Beck's Depression Inventory as a screening instrument for adolescent depression in Sweden: gender differences

G Olsson, A L von Knorring
Acta Psychiatrica Scandinavica 1997, 95 (4): 277-82
Beck's Depression Inventory was administered in a study of all students aged 16-17 years in the first year of high school in a Swedish town, and was completed by 93% of them (n = 2270). Cronbach's reliability coefficient alpha was 0.89, and there were strong correlations between item scores and total scores. A diagnostic interview focused on depressive diagnosis during the last year was conducted with 88% (n = 199) of all students with high scores (> or = 16), and with the same number of controls with low scores.

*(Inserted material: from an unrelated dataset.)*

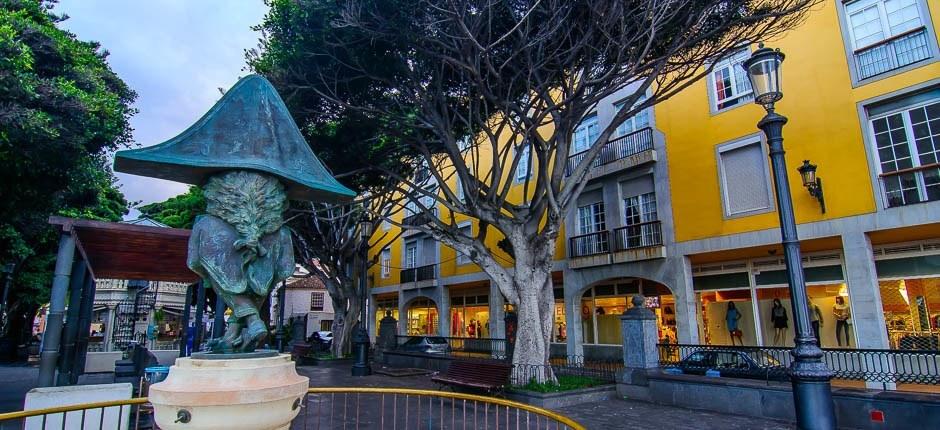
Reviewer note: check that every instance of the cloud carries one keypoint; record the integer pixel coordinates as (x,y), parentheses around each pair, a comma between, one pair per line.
(176,54)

A depressive diagnosis was confirmed in 73% of high scorers and 13% of low scorers. The questionnaire performed better with girls than with boys. The mean score was significantly higher for girls, and the proposed limit for moderate depression (a score of 16) was reached by 14.2% of girls and 4.8% of boys. All symptoms were significantly more frequent and more severe in girls. It was found that 20% of girls and 6% of boys reported suicidal ideation. In a factor analysis the strongest factor that emerged differed between the sexes. For boys it included sadness, crying and suicidal ideation, and for girls it included failure, guilt, self-dislike and feeling unattractive, combined with suicidal ideation. The gender differences are discussed.